現役力士で幕内に上がっているのは関脇の伊吹桜、今度の春場所は大関昇進がかかる大事な場所。監督としてOGの活躍は嬉しくないはずはないましてや三役クラスの力士は西経初。本来ならはっぱをかけて檄を飛ばすのだろうか、歳をとったせいかそれよりも怪我無く無事に力士生活を終えることを願うことが多くなった。そんなことを考えることが多くなった時に起きた映見のアクシデントは医師を目指している者が行く場所なのか?もし、映見から相談を持ち掛けられたら私はなんと回答すればいいのか?


さくらはいつの間にか寝てしまっていた。優勝と云う形で終わった今度の大会はさくらにとっても本当にきつかったと思う。海外勢のアマはおろかプロも相手にしなければにらないプレッシャーは相当なものであったはず、それでもやり遂げた。間を置かずの世界ジュニアは心身とも疲弊しているうえに今回の大会の活躍はさくらに対する各国のマークも厳しくなる。個人・団体の優勝を目指すさくら、そして日本チーム。

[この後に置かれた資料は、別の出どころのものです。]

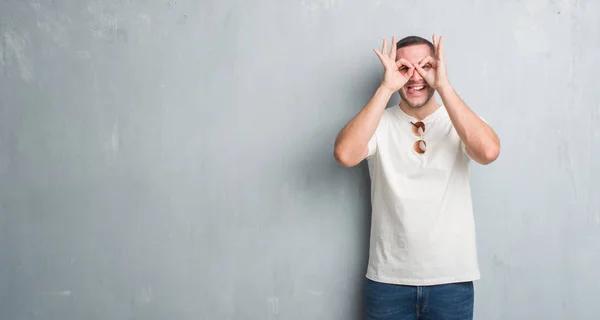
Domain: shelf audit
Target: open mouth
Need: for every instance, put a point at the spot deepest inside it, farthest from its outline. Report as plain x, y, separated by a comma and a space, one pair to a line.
415, 89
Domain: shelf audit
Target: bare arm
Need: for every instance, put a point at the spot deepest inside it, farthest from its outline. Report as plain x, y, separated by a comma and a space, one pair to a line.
481, 142
351, 145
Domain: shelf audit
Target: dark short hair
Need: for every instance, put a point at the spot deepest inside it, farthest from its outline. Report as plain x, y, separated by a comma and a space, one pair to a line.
414, 40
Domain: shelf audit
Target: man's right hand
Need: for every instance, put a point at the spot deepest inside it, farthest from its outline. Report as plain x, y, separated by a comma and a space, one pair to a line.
396, 73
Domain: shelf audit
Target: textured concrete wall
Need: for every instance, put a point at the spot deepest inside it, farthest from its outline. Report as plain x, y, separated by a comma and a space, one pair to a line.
172, 159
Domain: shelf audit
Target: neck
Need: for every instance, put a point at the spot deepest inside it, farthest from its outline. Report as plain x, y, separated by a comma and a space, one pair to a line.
422, 112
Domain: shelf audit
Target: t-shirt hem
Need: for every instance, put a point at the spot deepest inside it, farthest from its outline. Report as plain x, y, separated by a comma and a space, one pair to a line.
424, 282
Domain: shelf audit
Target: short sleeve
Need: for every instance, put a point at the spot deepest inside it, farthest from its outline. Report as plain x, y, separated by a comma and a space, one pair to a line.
463, 146
372, 146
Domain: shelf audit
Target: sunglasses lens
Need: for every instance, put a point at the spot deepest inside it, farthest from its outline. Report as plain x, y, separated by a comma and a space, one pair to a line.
419, 128
420, 146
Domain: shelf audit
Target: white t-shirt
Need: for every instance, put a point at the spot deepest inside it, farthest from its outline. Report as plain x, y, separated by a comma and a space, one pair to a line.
422, 230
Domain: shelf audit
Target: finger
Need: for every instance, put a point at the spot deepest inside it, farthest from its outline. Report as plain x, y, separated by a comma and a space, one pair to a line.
379, 55
441, 48
393, 49
403, 62
426, 60
410, 72
384, 46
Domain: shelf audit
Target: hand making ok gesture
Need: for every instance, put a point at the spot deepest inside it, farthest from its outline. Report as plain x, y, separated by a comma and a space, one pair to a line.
433, 69
393, 78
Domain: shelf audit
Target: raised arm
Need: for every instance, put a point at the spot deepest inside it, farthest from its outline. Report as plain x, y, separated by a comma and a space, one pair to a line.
481, 142
351, 145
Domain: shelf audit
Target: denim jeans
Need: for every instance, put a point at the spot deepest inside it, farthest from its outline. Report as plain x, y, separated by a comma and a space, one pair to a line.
452, 301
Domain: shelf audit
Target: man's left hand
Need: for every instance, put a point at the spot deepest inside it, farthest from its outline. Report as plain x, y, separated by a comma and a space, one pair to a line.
433, 69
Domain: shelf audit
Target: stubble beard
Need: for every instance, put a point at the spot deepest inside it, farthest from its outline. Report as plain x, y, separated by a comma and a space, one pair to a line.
416, 106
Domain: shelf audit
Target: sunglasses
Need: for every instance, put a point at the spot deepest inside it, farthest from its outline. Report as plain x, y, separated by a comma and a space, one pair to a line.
419, 129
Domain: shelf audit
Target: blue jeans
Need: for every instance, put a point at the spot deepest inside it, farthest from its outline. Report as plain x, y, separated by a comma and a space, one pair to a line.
439, 302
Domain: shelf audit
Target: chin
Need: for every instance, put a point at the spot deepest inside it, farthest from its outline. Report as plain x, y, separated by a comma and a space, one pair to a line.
416, 102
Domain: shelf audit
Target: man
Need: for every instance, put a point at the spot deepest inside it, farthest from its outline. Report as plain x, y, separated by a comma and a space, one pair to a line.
422, 259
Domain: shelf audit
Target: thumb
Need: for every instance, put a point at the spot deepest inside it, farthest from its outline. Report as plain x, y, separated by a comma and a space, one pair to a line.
420, 70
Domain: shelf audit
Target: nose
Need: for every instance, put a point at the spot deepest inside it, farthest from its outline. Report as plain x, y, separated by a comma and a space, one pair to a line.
416, 76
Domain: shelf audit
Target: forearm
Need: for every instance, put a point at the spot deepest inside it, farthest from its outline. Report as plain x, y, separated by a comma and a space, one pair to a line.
481, 142
352, 141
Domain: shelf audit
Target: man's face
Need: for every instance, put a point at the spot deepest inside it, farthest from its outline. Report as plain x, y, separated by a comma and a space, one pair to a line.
416, 92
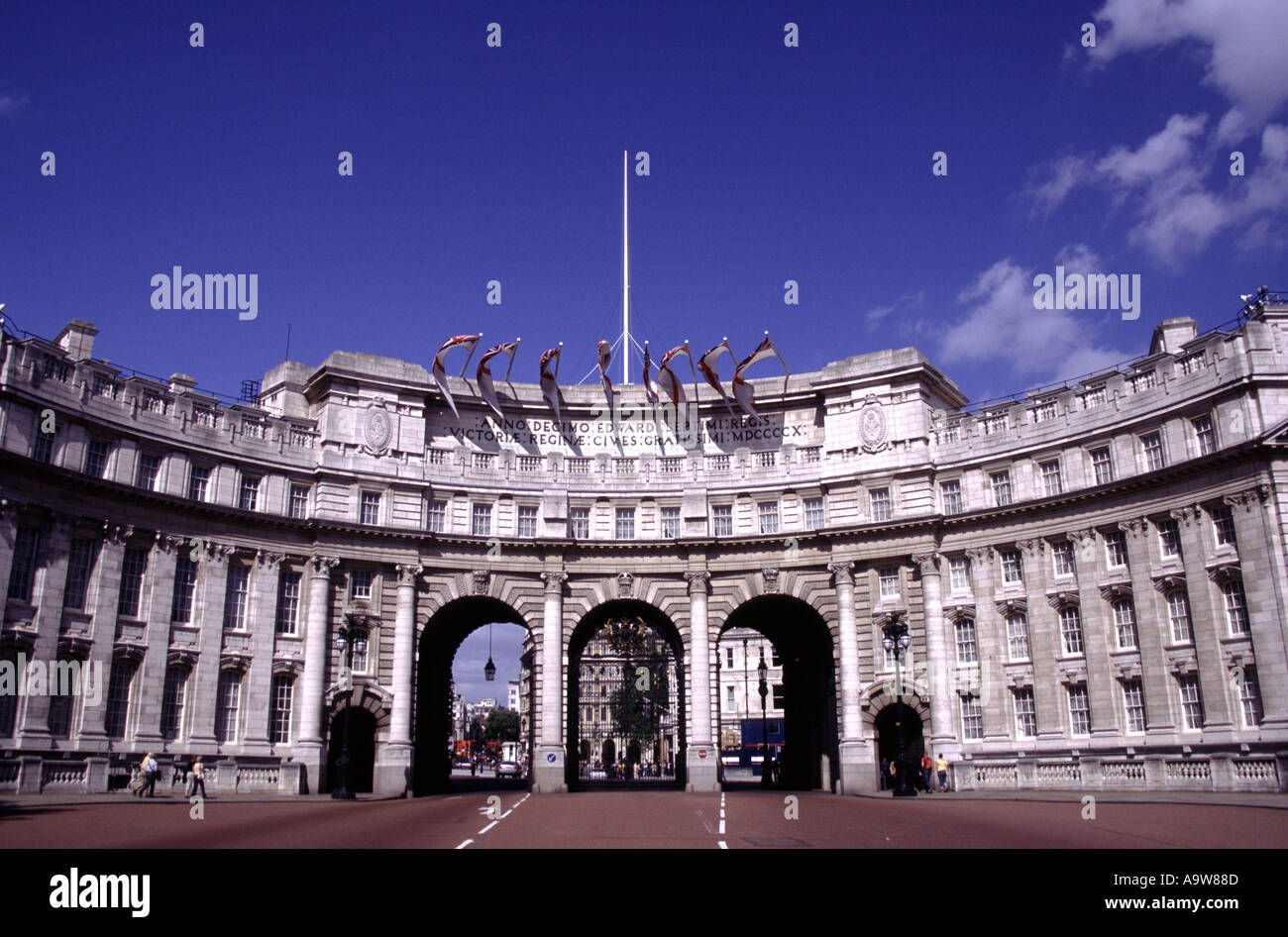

(さくら、今回はお疲れ様。今度のジュニア世界大会は今日以上に厳しくなるでしょうけど落ち着いてやれば大丈夫。怪我しないで無事に終えてよ)


 真奈美はさくらの頭を撫でながらそんなことを思う。さくらに西経を目指していると云われたことは正直嬉しかった。力づくとは云わないが付属高校が獲りに行ったのは単に勝ちたかったら・・・。それを妨害したのは映見だったのも薄々は気づいていた。


(女子大学生のリーグ戦も始まる。私も気持ちを入れ替えなきゃねぇ。映見は少し休ませようあなた抜きでの試合は厳しいものもあるけど・・・)


 のぞみは浜名湖を通過する、もうじき名古屋。四月から主将も正式に吉瀬瞳で女子相撲部が始動する。そして真奈美も・・・。